A few wiggles around a corner and we spotted something. Brakes on and a quick right. We had travelled all of 8 kilometres only to grind to a complete stop. We found a little campsite parked right on the edge of the Telemark canal but not only that, it was right in front of one of the locks. Blinking brilliant, we will have some of that!

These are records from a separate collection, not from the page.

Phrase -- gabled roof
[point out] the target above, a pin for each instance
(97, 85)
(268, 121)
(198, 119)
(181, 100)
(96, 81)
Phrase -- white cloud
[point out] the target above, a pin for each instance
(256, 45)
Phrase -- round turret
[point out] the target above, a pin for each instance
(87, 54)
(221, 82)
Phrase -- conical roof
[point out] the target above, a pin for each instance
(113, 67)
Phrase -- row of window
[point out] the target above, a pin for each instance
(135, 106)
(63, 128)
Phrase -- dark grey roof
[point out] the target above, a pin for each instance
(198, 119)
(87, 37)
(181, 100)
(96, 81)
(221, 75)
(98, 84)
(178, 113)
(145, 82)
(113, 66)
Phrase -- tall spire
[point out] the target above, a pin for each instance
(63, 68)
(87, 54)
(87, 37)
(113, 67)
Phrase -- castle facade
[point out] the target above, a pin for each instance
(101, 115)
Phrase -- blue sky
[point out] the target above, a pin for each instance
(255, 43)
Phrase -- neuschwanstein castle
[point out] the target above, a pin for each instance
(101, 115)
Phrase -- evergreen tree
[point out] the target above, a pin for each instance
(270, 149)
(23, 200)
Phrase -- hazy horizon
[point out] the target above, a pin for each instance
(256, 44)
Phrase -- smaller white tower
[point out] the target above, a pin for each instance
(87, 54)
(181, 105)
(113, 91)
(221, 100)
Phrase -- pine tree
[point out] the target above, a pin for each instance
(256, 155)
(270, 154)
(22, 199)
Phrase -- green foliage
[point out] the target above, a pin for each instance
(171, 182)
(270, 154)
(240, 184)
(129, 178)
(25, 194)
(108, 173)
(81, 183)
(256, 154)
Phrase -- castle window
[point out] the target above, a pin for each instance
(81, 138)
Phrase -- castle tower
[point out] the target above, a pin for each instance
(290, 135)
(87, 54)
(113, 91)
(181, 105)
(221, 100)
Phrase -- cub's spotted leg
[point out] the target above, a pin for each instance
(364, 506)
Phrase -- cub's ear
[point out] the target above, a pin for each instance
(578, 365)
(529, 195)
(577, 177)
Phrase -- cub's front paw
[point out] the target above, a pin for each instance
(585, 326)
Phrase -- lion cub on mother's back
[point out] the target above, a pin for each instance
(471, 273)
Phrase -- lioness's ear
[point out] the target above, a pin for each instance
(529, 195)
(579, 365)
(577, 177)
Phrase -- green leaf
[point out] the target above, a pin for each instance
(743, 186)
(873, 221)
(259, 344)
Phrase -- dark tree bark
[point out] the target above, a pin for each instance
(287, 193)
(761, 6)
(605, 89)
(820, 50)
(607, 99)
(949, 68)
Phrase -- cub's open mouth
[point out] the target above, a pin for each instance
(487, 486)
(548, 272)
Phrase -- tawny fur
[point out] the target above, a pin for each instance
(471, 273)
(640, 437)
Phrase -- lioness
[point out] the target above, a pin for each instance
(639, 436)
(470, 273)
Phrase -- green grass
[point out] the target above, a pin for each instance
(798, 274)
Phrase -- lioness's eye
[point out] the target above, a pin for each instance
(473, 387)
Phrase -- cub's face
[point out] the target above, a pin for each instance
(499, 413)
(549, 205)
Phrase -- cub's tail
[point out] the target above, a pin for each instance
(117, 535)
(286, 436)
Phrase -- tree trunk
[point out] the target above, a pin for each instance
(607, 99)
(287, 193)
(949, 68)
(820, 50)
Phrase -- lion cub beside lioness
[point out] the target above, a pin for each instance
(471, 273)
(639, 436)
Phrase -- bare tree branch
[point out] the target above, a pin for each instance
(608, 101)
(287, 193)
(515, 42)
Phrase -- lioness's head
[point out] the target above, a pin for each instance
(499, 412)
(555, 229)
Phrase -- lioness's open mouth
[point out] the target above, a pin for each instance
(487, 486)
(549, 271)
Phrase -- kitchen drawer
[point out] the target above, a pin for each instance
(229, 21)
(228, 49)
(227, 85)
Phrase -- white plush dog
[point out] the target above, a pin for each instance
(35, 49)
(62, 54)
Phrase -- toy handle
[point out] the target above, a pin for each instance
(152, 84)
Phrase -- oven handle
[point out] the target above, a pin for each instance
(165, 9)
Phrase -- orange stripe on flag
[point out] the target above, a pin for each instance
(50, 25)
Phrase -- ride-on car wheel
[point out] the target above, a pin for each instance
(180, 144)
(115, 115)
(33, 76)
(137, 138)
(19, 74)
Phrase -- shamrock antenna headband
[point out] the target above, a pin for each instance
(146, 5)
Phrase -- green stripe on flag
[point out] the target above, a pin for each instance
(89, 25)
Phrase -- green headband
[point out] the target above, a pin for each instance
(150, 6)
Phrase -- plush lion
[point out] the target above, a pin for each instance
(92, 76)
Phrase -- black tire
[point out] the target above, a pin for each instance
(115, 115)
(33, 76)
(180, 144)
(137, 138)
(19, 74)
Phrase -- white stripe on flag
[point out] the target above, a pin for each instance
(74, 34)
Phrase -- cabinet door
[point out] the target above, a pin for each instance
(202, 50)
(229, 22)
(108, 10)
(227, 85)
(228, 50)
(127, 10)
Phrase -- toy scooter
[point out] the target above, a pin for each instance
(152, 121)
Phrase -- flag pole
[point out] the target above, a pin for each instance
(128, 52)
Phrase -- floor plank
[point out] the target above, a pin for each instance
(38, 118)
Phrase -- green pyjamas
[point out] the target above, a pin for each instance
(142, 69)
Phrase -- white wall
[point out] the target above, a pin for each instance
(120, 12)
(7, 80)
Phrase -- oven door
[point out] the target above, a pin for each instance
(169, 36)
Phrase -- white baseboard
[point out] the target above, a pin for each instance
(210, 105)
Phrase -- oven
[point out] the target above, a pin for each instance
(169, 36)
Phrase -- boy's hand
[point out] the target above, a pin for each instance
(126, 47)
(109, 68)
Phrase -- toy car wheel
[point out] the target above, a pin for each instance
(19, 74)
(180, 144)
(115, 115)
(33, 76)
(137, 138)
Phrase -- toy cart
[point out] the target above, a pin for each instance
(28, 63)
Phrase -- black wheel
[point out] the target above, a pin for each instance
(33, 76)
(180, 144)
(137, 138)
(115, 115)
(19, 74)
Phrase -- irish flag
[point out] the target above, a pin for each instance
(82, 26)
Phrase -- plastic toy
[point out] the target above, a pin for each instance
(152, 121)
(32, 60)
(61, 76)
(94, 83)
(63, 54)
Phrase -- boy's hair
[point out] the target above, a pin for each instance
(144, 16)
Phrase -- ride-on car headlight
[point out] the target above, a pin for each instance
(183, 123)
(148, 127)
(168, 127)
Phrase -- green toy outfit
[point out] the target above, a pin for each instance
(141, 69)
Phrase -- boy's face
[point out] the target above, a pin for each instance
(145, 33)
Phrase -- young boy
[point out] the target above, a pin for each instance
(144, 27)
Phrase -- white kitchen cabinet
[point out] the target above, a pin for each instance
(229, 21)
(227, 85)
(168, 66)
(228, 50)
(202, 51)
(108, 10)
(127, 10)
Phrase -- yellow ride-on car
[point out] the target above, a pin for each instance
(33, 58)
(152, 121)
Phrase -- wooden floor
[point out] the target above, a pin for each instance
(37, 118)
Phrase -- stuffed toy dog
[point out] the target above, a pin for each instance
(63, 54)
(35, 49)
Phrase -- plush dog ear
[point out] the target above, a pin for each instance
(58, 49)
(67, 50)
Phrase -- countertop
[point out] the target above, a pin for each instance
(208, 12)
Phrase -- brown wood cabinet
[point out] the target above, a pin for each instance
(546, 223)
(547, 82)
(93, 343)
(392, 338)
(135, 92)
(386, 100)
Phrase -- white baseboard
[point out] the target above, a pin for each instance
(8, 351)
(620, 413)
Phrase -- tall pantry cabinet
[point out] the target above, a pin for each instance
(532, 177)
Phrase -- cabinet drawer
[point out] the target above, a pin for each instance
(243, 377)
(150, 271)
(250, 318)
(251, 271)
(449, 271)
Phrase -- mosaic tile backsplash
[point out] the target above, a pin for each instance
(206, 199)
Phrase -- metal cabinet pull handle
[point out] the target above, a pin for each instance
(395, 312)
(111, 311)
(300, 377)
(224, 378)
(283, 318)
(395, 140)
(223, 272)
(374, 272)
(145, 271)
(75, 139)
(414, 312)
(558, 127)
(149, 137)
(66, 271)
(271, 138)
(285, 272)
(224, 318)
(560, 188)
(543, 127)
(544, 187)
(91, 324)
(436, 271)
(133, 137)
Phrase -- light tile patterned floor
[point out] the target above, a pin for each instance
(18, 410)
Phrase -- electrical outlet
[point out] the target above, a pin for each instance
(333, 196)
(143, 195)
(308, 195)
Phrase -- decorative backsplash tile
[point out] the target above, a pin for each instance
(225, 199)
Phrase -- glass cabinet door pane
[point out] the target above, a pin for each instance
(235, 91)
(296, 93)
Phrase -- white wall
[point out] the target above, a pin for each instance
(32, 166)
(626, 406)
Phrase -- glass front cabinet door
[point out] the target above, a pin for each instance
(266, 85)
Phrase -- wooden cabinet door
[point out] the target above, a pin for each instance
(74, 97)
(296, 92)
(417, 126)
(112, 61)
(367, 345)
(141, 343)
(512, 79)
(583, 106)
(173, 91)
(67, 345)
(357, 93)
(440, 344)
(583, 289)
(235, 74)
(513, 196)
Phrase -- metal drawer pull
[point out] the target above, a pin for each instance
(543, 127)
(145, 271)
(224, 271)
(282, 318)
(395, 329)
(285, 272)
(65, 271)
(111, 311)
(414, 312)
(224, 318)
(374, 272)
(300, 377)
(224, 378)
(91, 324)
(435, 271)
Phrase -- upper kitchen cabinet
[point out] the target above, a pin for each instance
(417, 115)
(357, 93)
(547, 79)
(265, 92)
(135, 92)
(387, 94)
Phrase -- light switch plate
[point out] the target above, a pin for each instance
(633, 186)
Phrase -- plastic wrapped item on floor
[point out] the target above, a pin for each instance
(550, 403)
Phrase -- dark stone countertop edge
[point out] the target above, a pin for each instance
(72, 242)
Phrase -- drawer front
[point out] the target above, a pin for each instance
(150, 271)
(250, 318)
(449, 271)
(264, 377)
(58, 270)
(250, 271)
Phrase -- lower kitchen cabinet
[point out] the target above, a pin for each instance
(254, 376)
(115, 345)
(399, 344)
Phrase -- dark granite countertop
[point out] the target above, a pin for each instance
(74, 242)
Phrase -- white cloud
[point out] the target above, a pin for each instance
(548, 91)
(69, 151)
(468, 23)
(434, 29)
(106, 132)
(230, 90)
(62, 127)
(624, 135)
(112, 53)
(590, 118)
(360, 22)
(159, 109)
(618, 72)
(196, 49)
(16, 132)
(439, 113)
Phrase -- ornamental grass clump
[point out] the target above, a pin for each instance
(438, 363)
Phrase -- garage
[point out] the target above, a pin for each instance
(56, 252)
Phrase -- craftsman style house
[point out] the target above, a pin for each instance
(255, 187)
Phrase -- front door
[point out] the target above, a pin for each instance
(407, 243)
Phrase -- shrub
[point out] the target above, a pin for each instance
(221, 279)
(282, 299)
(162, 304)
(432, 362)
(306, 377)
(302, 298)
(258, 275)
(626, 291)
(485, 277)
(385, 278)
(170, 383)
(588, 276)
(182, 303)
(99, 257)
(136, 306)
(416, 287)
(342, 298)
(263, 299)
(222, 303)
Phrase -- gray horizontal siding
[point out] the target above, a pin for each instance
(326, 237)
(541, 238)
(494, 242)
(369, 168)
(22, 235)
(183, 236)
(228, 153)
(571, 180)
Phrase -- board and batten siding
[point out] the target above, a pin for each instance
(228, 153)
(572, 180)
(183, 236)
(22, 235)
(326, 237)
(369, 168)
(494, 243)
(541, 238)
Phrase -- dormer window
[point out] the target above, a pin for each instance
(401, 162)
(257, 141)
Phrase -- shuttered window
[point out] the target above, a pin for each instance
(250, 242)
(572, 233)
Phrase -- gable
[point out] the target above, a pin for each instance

We parked Vin up alongside another motorhome and went to explore the site. A long strip of gravel to park the motorhome, a simple but immaculate wooden shed at the end with toilets, showers and camper services. All for NOK200 but what is even more surprising is the fact payment is made via an honesty box. I just love this country, so honest and trusting. We quickly put on a clothes wash and then went to explore the canal.
We had the most amazing walk following the canal down the murane track (original stone walls). Chatting about the weather with sunshine warming our heads and little fluffy white clouds making great shapes in the sky. Occasionally stopping to watch nostalgic canal boats drift by only to eventually disappear in to a green gorge. Gosh this is so beautiful and nothing like we envisaged. The Telemark canal is Norway’s answer to the Panama, deep and dramatic. Built in 1892 the canal carries boats from its gateway in the eastern city of Skien and tootles all the way over to Dalen in the west. It took 500 men 5 years to blast through mountains and creat the impressive waterway.
You can glide along admiring the views as the boats penetrate deep into the panoramic countryside, passing lakes, rivers, and dark forests. You can also see some of the marvellous feats of engineering that made such a boat ride possible. Boats trips are relatively inexpensive (approx £55) and you can take a ride for the full length (65 miles) for 10 hours or hop from point to point. The canal comprises of 28 locks which supports the elevation difference of 236 ft. The friendly captains and lock hands make the journey even more enjoyable. We were fortunate to watch a couple of boats pass through one of the many locks as seen below in the video.
After the washing dried it started to rain and so we headed off driving along the cloud covered canal. The single track road hugs the canal and it is a comfortable, easy drive to see the canal and some of the lakes and rivers of inland Norway. As you drive along, you’ll pass farmland so neat it appears like a painting and a countryside dotted with pastel summer homes and churches. No matter where you turn you see panoramic vistas with deep, dark forests. Swift flowing streams run down the rock face, adding to the landscape drama. The road went up and down like a mini roller coaster and we felt like we where high in the mountains. We checked copilot and to our surprise we where only 90m above sea level! Then two minutes later we entered a dot of a tunnel, the rock face was at least 300 meters straight down, a proper whoa. Not long after and we found a little patch of gravel to pull in, plonk the feet on the dash, admire our view and search for a troll.
GPS position N059.302807 E008.716898
Route: Linde to Fjagasund
Weather, low 5 high 21. Lovely spring day until late afternoon when the rain clouds arrived and hugged us.